Dessa vez, Kayla acordou mais cedo do que o habitual e já esperava do lado de fora da feira. Quando abriu, foi a primeira a entrar. 

Com a bolsa cheia das coisas que conseguiu comprar, seu humor melhorou consideravelmente. Nem se importou quando entrou em contato com a chuva novamente. Se fosse permitida, gostaria muito de cantarolar alguma coisa nesse momento. O problema é que a frase “contra às regras” sufocava essa vontade.

Por muito tempo, foi estranho saber que às pessoas que passavam por ela nunca ouviram e nem ouviriam sua voz. Quando cresceu o suficiente para entender, acabou ficando mais rotineiro, mas nunca deixou de ser algo que pesasse em seu interior.

Chegou em casa e a primeira pessoa que viu foi Derek. Sem se importar de molhá-lo, deu um beijo em seu rosto fazendo com que ele protestasse.

Tirou um pacote de balas de dentro da bolsa e entregou para o irmão.

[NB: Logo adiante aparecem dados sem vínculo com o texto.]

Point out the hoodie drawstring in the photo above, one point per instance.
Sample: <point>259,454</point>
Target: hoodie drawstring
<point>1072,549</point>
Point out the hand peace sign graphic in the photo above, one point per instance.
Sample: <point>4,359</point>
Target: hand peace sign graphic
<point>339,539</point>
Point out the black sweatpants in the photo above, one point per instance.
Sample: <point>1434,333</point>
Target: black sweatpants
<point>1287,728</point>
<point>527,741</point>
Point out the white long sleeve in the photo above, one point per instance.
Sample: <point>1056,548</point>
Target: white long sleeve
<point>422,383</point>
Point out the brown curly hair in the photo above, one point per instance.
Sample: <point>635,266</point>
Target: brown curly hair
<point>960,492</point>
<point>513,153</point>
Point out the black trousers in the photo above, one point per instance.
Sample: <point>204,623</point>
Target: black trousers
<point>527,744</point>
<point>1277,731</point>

— Divide com sua irmã! — Kayla gritou quando já estava quase no banheiro.

Secou-se e trocou aquela roupa molhada rapidamente, não querendo ficar doente por causa do frio que se instalou naquela manhã.

Depois disso, foi até a cozinha. Pegou a bolsa com as compras e retirou tudo de dentro. Abriu alguns armários e começou a guardar as coisas de forma organizada.

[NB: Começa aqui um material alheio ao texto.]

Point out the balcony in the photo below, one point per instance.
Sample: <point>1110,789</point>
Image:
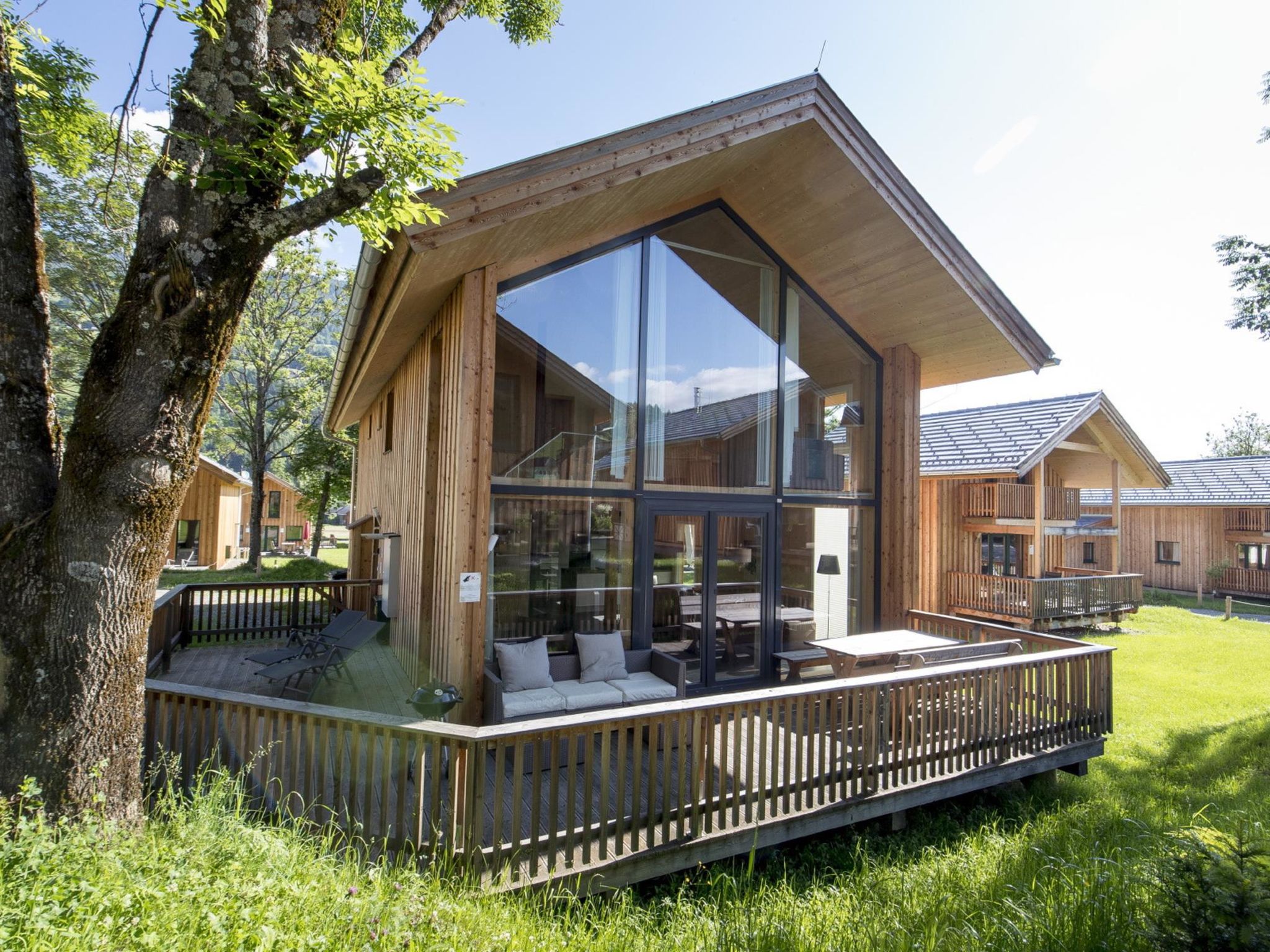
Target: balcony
<point>1003,501</point>
<point>1246,582</point>
<point>1250,519</point>
<point>1080,597</point>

— Voltou rápido. — Iridia comentou vendo a filha abaixada para abrir os armários inferiores.

— Cheguei bem cedo. — Kayla falou enquanto se levantava e dava espaço para a mãe ver o que conseguiu comprar. — Vai durar algumas semanas.

Iridia se aproximou da filha e depositou um beijo em sua cabeça antes de dizer:

— Obrigada, minha flor. Eu sei que era parte das suas economias...

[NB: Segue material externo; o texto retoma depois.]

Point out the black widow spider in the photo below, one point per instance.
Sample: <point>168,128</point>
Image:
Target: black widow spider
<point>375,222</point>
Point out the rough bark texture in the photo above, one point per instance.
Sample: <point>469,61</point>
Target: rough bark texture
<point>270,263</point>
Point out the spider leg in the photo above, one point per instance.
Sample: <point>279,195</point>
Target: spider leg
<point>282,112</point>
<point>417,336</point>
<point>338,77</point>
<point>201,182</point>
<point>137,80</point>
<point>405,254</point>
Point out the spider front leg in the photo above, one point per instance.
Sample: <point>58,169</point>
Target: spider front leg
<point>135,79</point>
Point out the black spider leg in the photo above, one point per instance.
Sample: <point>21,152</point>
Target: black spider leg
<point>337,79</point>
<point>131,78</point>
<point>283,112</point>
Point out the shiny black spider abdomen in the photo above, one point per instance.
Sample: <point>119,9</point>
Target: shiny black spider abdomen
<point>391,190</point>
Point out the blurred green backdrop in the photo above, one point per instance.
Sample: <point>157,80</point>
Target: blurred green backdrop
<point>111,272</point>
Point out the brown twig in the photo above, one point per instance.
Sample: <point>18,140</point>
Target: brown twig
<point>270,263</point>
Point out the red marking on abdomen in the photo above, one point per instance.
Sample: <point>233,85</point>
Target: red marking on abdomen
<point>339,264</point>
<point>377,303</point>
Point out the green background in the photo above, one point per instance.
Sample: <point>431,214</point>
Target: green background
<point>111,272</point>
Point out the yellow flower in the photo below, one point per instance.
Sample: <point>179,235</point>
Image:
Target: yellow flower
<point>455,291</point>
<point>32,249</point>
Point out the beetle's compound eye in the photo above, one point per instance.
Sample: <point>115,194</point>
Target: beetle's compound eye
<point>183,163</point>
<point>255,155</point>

Kayla segurou o rosto da mãe entre as mãos.

— Nossas economias. — Corrigiu-a. — Guardei aquele dinheiro para a gente. — Afagou o rosto da mãe. — Agora, que tal prepararmos um almoço caprichado para toda essa gente? — Perguntou apontando para os irmãos que estavam dividindo as balas que ganharam.

Iridia riu e acompanhou Kayla.
Logo após deixar o almoço pronto, Kayla pegou o frasco de remédios que conseguira pela metade do preço. Não era nenhum antibiótico, mas teria que ajudar pelo menos um pouco.

Foi até o quarto onde o pai estava e bateu à porta, escutando um entra logo em seguida.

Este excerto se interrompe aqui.